Leaders who get stuck are challenged to return to their roots. I often ask them: Who was your father? What example did he give? Could you have difficult conversations with him, or did he avoid them? How did he teach you to deal with competition? The answers provide insight into the way they lead.
Not infrequently, leaders with absent fathers struggle with the primary emotions of love, anger and fear, and fall into the category of ‘dominant bosses’. They fight with employees or their leaders and often have to deal with emptiness because employees don’t feel safe and don’t dare to give feedback anymore.
Find a connection
I once supervised a CEO who had been criticised by his employees for not connecting with them. Some questioning revealed that the atmosphere at his home was not so good either. His son was playing a lot of games, and he was mainly fussing about this. I suggested taking an interest in his son’s hobby by sitting next to him while he was gaming.
At first his son didn’t like it, but slowly a conversation started, also about homework and the rules at home. The CEO then started to organise more conversations in his team, letting people question each other about what was important to the others, what gave them pleasure, what activities they dropped out of. This resulted in more job satisfaction and mutual understanding, less absenteeism and better results.
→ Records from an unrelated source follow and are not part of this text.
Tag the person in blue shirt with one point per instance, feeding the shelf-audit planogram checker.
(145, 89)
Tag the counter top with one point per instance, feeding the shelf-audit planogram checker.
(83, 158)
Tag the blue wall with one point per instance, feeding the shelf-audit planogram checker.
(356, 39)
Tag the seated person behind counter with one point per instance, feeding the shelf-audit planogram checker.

It is often enlightening to say which (unwritten) rules your father told you to comply with. Then you can try to do it differently and break the toxic pattern, although I don’t believe in the concept of the self-made leader. Research also shows that this is a myth: leadership is not in our DNA but is formed by our earliest experiences at home, by the positive and negative examples we got.
Honesty
The emotional immaturity leaders can suffer from is one of the seven ‘roadblocks’ or behavioural patterns that make them get stuck in their careers. The other six are shame, doubt about one’s abilities, a lack of focus, motivation, and personal responsibility, and a fear of failure.
Anyone who understands how his or her father dealt with these behavioural patterns will understand why they fails to achieve certain successes. If you are not fully aware of how you were influenced by your father, you are driving your car with one foot on the brake.
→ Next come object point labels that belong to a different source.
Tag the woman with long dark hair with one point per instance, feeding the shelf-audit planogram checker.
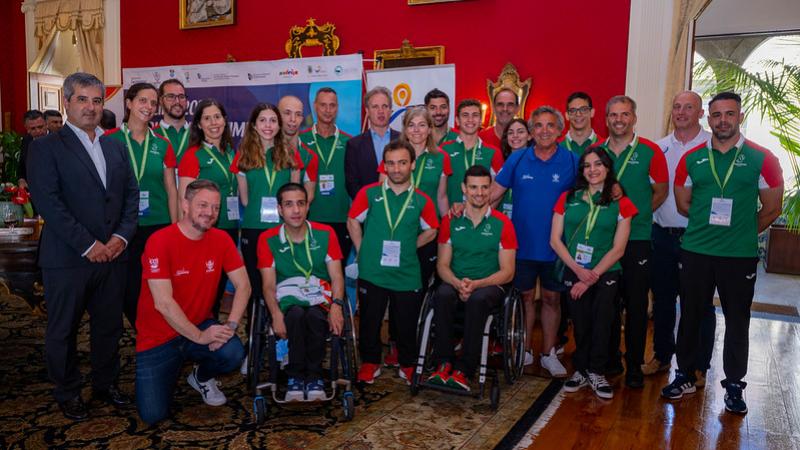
(153, 161)
(589, 233)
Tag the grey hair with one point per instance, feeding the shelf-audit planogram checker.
(82, 79)
(547, 109)
(375, 91)
(620, 99)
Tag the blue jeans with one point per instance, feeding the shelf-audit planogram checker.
(157, 370)
(665, 284)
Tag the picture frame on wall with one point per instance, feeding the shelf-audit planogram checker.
(206, 13)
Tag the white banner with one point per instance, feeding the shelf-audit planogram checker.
(409, 85)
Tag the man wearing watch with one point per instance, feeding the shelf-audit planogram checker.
(303, 284)
(182, 265)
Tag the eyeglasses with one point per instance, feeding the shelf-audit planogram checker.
(581, 110)
(173, 97)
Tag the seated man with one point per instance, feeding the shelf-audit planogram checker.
(182, 267)
(305, 260)
(476, 258)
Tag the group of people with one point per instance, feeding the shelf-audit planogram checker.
(156, 217)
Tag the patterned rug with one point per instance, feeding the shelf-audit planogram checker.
(387, 416)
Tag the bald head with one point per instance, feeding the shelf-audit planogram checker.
(687, 110)
(291, 109)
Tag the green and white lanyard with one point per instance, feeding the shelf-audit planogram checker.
(225, 170)
(713, 167)
(393, 225)
(138, 171)
(304, 271)
(319, 150)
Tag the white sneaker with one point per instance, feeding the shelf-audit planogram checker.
(553, 365)
(208, 389)
(528, 358)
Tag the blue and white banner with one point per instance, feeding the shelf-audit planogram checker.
(239, 86)
(409, 85)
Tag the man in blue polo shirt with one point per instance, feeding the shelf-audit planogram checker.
(538, 175)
It is a pity that our youth and parents are not items for discussion on the agenda. Knowing how someone grew up helps you to understand your employees and colleagues. Family is your starting point, not the end.
Five father styles
- The absent father − Makes you feel depressed and often causes the imposter syndrome: doubt of your ability, shame, and the feeling that you are falling through the cracks.
The career father − For this father, results and outward appearance are important. He teaches his children that it’s all about scoring and winning. As adults, they can become insecure and find the opinions of others more important than their own feelings. They have to meet an invisible requirement because it’s never good enough.
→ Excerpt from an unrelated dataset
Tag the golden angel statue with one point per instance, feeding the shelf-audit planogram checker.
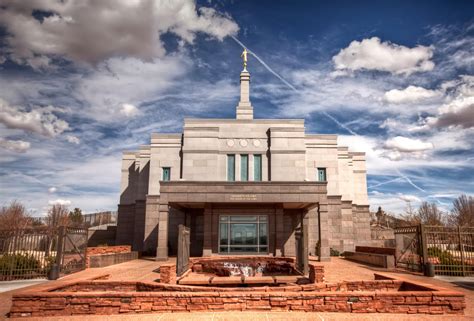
(244, 56)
The time bomb father − This father is unpredictable, for example due to drug or alcohol use. He has sudden outbursts of anger, which teach these children to ‘read’ others at an early age. As adults, they are often peacekeepers, have a great sense of responsibility, and are often avoiding conflict.- The passive father − The stable, hardworking, emotionally distant man. He is barely involved with his children and does not enthuse or motivate them. The children are hardworking, loyal employees who often have difficulty making emotional commitments.
The mentor father − Only 10% of fathers fall into this category: they are the fathers we would all like to have or want to be. This father engages in activities with his children, gives them confidence, and teaches them about emotions. His children often become stable, responsible leaders.